Rosemary Pumpkin Power Bowl
Makes 4 servings
2 sweet potatoes, peeled and chopped into 1-inch pieces
1 small head broccoli, chopped into 1-inch pieces
1/2 head cauliflower, chopped into 1-inch pieces
3 sprigs fresh rosemary (mince two of them)
1 cup pearled barley
2 cups apple cider
1-2 teaspoons apple cider vinegar
3/4 cup pumpkin puree
Dash of cinnamon
Pinch of nutmeg
3 teaspoons corn starch
Salt and pepper
1 can chickpeas, drained and rinsed
1/4 cup dries cranberries
1-2 cups arugula
1. Preheat oven to 400 degrees. Line two rimmed baking sheets with parchment paper.
2. Begin cooking barley according to package instructions. Season with salt and set aside.

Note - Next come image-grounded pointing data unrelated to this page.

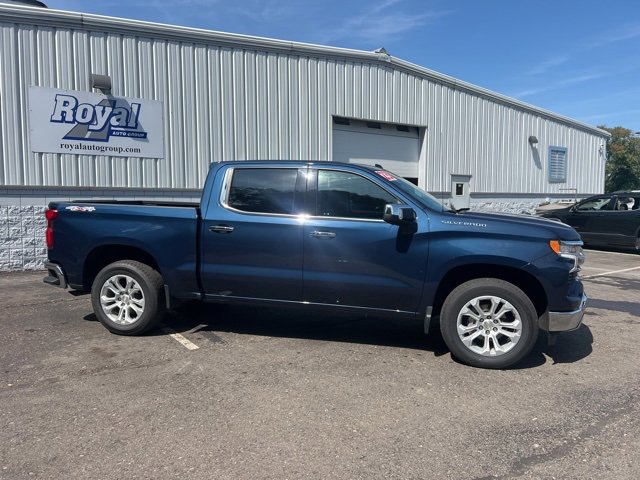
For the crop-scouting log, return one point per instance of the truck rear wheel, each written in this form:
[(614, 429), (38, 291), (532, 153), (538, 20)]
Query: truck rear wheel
[(489, 323), (127, 297)]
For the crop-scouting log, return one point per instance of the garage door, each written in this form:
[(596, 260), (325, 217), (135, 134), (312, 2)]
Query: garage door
[(395, 147)]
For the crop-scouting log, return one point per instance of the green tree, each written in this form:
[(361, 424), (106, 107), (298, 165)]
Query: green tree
[(623, 160)]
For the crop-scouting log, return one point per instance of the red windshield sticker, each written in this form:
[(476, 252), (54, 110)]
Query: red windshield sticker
[(386, 175)]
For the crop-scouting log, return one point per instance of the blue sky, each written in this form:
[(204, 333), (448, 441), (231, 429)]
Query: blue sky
[(578, 58)]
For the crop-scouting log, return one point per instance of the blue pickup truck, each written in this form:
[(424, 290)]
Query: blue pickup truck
[(342, 237)]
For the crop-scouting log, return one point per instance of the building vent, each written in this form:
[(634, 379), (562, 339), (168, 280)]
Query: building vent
[(557, 165), (28, 3)]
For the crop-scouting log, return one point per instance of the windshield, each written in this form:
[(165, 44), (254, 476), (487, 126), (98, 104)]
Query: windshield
[(426, 200)]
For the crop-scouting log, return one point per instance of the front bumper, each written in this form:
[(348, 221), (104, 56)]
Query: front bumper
[(564, 321)]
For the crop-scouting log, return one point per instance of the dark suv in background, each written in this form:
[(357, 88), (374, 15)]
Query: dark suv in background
[(611, 220)]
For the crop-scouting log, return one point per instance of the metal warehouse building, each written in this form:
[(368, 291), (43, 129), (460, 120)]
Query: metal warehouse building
[(181, 98)]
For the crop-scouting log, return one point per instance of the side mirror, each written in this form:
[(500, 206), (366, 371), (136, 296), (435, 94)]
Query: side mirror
[(399, 214)]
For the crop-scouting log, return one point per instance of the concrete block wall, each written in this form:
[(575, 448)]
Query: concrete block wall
[(22, 237)]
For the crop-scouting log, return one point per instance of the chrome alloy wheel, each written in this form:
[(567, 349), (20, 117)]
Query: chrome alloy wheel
[(122, 299), (489, 326)]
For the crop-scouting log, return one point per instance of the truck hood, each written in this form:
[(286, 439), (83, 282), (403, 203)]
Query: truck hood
[(515, 224)]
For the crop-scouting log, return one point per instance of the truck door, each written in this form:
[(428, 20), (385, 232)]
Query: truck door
[(352, 258), (252, 235)]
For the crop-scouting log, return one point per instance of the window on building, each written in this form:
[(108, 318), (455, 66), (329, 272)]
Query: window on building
[(263, 190), (557, 164), (346, 195)]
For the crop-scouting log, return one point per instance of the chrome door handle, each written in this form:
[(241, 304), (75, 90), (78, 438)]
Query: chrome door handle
[(220, 229), (318, 234)]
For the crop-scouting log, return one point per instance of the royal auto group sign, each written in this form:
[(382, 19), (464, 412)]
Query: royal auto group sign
[(87, 123)]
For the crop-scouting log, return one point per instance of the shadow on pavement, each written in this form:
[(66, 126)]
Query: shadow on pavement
[(206, 320)]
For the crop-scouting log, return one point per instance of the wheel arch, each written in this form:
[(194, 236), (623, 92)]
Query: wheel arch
[(104, 255), (518, 277)]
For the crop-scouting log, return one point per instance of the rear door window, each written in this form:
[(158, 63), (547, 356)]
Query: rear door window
[(347, 195), (263, 190)]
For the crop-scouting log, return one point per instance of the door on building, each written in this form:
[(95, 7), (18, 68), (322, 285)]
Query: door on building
[(395, 147)]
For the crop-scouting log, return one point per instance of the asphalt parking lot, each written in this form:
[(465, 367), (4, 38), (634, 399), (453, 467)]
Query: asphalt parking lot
[(253, 394)]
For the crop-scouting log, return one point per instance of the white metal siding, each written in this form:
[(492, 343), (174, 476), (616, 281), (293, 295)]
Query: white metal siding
[(228, 101)]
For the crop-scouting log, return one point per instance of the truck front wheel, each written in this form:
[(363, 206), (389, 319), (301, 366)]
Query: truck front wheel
[(489, 323), (127, 297)]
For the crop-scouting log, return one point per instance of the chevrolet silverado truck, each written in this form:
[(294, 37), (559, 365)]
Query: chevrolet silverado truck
[(341, 237)]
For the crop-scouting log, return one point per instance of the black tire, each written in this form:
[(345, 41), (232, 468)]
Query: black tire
[(490, 341), (133, 299)]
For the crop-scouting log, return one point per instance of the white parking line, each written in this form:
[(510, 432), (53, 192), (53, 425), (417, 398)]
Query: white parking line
[(180, 339), (610, 253), (610, 273)]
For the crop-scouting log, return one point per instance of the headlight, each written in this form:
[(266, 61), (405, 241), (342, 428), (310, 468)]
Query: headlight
[(571, 250)]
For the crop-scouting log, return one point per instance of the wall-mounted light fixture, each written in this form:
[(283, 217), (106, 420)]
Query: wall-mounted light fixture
[(101, 82)]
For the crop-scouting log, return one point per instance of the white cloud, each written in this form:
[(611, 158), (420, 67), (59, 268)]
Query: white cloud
[(380, 26), (567, 82), (621, 34), (543, 67)]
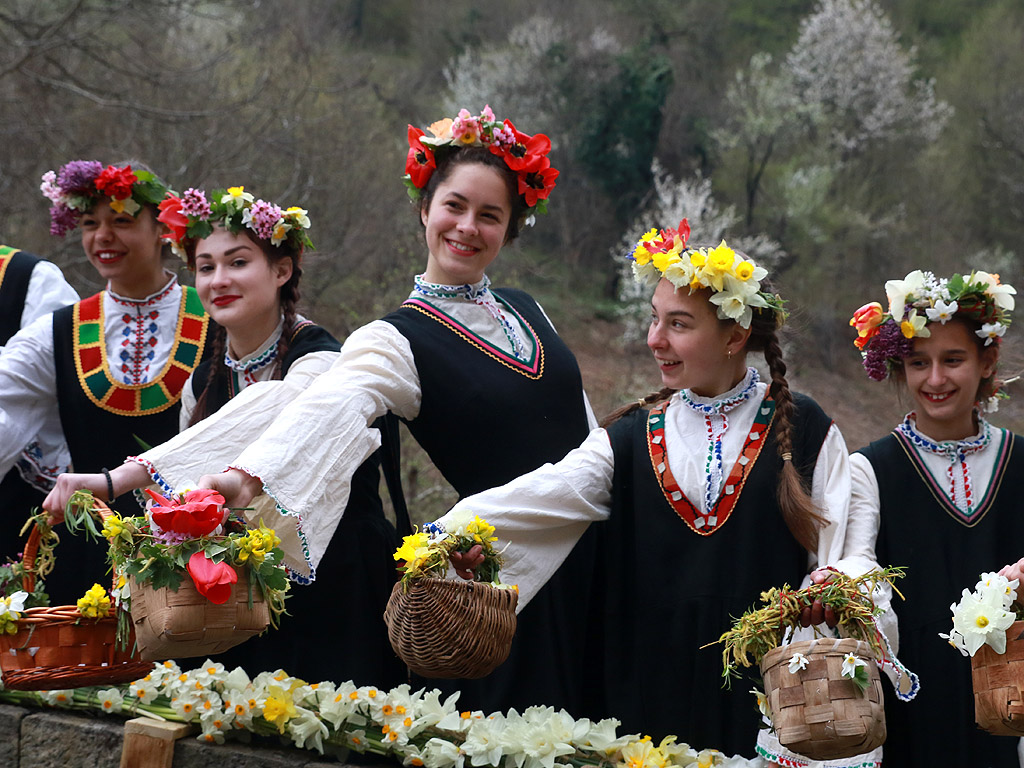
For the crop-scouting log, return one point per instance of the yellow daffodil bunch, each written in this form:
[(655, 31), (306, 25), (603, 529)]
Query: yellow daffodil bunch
[(733, 280), (95, 603), (257, 543)]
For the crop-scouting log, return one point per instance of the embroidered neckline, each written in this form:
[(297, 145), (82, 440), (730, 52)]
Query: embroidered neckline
[(716, 425), (707, 523), (979, 508), (531, 368), (92, 367), (481, 295)]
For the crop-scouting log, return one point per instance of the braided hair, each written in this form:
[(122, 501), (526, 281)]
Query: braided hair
[(288, 297)]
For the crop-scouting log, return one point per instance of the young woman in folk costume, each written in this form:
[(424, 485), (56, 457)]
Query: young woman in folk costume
[(247, 256), (109, 370), (939, 491), (30, 288), (480, 377), (726, 486)]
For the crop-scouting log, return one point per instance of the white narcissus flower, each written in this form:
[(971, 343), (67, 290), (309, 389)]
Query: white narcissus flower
[(990, 332), (942, 311), (850, 665), (797, 663)]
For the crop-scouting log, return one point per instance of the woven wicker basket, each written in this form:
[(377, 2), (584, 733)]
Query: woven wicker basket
[(183, 624), (998, 685), (56, 647), (451, 629), (816, 712)]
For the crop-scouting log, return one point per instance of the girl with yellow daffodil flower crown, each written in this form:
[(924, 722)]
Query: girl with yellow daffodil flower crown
[(246, 254), (940, 492), (727, 485)]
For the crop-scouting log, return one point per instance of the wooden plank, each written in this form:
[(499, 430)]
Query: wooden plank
[(150, 743)]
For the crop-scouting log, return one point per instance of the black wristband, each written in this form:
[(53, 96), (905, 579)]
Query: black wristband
[(110, 485)]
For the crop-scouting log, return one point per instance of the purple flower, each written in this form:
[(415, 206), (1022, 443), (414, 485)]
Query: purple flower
[(261, 217), (62, 219), (888, 347), (194, 203), (78, 176)]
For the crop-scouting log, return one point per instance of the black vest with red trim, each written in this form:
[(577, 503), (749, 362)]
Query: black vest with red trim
[(306, 338), (486, 418), (100, 417), (944, 551), (668, 590), (15, 271)]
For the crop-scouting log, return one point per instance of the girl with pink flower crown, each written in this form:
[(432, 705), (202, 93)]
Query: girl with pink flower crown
[(707, 493), (247, 257), (939, 489), (480, 377), (110, 370)]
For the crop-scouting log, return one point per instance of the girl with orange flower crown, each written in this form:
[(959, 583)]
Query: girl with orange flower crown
[(939, 492), (480, 377), (247, 254), (709, 492), (108, 371)]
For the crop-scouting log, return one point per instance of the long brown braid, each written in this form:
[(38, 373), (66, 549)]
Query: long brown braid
[(289, 298)]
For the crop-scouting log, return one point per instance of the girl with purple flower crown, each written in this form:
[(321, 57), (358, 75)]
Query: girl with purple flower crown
[(247, 255), (115, 364), (939, 491)]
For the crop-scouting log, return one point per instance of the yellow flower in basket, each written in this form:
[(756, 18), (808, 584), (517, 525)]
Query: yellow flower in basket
[(95, 603)]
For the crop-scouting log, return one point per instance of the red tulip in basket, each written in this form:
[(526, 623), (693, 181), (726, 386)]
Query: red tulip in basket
[(199, 581), (62, 646), (448, 628)]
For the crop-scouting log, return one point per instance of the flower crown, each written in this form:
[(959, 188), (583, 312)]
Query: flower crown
[(886, 338), (193, 217), (525, 155), (733, 279), (80, 184)]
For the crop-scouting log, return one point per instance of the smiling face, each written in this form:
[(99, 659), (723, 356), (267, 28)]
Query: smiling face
[(466, 224), (692, 347), (125, 250), (943, 374), (239, 285)]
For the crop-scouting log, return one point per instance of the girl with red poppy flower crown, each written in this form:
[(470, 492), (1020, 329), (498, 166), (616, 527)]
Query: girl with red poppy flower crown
[(246, 255), (480, 377), (707, 493), (939, 493), (108, 371)]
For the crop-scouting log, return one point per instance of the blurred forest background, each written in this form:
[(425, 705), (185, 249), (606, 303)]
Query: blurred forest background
[(842, 142)]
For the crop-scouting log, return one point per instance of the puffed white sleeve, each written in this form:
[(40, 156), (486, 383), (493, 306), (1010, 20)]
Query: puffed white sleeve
[(47, 291), (28, 389), (540, 516), (305, 458)]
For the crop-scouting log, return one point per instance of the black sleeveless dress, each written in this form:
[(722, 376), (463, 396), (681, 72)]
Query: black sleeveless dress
[(944, 552), (485, 419)]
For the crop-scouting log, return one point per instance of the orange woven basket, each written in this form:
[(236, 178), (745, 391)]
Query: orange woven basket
[(56, 647), (451, 629), (998, 685), (184, 624), (816, 712)]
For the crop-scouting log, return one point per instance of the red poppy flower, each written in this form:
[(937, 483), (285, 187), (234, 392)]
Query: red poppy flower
[(214, 581), (538, 184), (170, 214), (116, 182), (420, 163), (200, 513), (527, 152)]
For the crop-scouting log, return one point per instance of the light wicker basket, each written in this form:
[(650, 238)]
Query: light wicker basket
[(998, 685), (816, 712), (451, 629), (55, 647), (184, 624)]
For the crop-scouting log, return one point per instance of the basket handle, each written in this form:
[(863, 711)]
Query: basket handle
[(32, 548)]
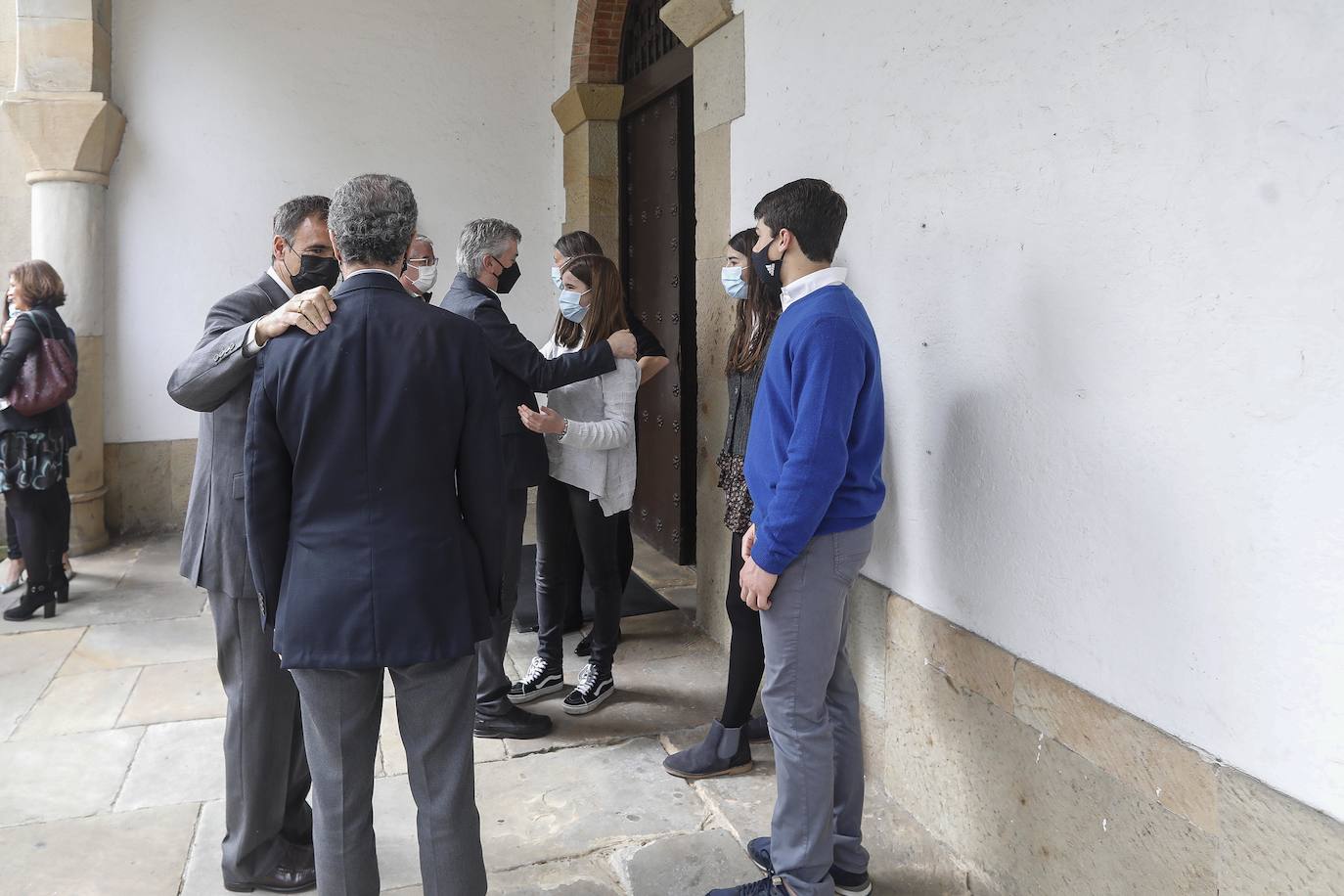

3. While barley is cooking, bring apple cider to a simmer along with a sprig of fresh rosemary. Simmer over low heat. for 45-60 minutes while barley cooks.
4. Place sweet potatoes on one baking sheet and broccoli and cauliflower on second baking sheet. Splash water over both baking sheets and toss vegetables with remaining two sprigs of rosemary, salt and pepper. Roast until vegetables are fork tender, about 40 minutes, tossing occasionally.
5. When apple cider is done simmering, whisk in pumpkin puree, cinnamon, and nutmeg until combined. Whisk in cornstarch and continue whisking until sauce thickens, about 5 minutes. Taste and season as needed.
6. Build your bowls by dividing barley evenly among bowls, top with sweet potatoes, broccoli, and cauliflower. Add chickpeas and dried cranberries. Spoon sauce over bowl and top with small handful of arugula.